La mano stretta sul petto si allentò e scivolò via, e Arha, dall’alto, vide il talismano appeso alla catena: sembrava un pezzo di metallo grezzo, a forma di mezzaluna.

La fioca luce della magia si spense. L’uomo giaceva nel silenzio e nell’oscurità.

Arha rimise a posto la stoffa e sistemò la piastrella, si alzò cautamente e andò nella sua stanza. Giacque a lungo sveglia, nell’oscurità risonante di vento, vedendo sempre davanti a sé lo splendore cristallino che aveva brillato nella casa della morte, il dolce fuoco che non bruciava, le pietre delle pareti del corridoio, il volto tranquillo dell’uomo addormentato.

LA TRAPPOLA

Il giorno seguente, quando ebbe completato i suoi doveri nei vari templi ed ebbe terminato di insegnare le danze sacre alle novizie, Arha tornò furtivamente alla Casa Piccola, oscurò la stanza, aprì lo spioncino e scrutò. La luce non c’era. L’uomo se n’era andato. Lei non aveva pensato che sarebbe rimasto a lungo davanti alla porta inarrendevole: ma era l’unico posto da cui potesse guardare. Come l’avrebbe ritrovato, adesso che si era smarrito?

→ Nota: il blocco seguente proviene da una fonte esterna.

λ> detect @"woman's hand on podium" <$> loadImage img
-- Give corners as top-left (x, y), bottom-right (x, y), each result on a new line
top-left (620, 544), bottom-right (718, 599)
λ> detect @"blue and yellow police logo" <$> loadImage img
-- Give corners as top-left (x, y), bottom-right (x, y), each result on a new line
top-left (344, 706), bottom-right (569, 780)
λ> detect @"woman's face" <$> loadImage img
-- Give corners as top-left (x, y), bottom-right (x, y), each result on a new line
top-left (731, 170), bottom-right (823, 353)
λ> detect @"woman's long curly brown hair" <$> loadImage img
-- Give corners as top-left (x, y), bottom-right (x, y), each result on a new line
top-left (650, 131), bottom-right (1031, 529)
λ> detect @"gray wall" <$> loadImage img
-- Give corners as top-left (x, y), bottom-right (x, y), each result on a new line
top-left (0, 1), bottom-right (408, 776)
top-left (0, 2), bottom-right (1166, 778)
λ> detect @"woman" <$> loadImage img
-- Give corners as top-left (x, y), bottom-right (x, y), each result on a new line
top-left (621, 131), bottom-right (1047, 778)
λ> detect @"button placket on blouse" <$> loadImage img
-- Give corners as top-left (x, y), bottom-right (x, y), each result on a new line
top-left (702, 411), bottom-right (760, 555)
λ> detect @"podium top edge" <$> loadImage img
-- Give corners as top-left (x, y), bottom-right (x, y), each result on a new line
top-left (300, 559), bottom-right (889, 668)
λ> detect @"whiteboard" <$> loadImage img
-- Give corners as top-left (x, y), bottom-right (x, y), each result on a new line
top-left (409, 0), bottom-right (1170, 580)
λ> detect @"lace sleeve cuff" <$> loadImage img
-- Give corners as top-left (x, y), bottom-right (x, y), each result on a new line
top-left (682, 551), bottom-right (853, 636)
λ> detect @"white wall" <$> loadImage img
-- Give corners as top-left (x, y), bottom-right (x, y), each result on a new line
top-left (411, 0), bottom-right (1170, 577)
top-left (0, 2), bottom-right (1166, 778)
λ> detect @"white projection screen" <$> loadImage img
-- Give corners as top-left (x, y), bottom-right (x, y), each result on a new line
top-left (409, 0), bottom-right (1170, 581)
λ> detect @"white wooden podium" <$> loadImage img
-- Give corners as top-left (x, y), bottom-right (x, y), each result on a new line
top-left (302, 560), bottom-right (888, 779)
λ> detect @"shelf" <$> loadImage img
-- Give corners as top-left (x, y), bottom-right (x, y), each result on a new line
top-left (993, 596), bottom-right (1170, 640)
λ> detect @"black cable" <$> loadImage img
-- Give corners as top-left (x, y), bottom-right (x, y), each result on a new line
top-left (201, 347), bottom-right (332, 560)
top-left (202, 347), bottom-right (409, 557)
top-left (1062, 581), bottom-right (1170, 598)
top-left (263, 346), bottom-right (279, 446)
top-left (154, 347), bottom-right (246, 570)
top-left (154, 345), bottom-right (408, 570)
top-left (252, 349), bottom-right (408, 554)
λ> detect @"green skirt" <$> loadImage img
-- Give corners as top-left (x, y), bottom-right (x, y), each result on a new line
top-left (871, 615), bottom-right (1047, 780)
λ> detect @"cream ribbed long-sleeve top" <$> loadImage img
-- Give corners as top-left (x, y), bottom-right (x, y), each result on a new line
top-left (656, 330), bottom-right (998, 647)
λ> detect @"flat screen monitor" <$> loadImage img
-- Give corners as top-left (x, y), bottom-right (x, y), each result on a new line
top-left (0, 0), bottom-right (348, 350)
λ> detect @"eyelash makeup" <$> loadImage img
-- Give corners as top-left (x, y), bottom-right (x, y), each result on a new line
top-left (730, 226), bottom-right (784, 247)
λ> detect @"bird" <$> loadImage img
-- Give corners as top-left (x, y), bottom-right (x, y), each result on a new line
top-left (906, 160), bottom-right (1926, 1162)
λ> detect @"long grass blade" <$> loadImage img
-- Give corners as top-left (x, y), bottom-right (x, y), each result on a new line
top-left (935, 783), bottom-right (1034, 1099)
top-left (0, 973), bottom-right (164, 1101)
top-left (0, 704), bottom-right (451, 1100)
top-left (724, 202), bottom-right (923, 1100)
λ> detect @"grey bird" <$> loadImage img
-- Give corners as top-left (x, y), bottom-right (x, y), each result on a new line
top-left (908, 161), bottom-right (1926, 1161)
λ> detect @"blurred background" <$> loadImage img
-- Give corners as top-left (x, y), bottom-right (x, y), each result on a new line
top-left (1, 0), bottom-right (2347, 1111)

Le gallerie del labirinto, a quanto lei sapeva dalle spiegazioni di Thar e dalla propria esperienza, si stendevano per più di venti miglia di diramazioni, spirali, tortuosità e vicoli ciechi. In linea retta, probabilmente, il corridoio che si trovava più lontano dalle tombe non distava più di un miglio. Ma laggiù, sottoterra, non c’erano linee rette. Tutte le gallerie s’incurvavano, si dividevano, si ricongiungevano, si ramificavano, s’intrecciavano, si annodavano, tracciavano percorsi complicati che finivano nel punto dove cominciavano, perché non c’erano né principio né fine. Si poteva camminare e camminare e non arrivare mai in nessun posto, perché non c’era una meta cui giungere. Il meandro non aveva un centro, un cuore. E quando la porta era chiusa, non aveva fine. Nessuna direzione inutile.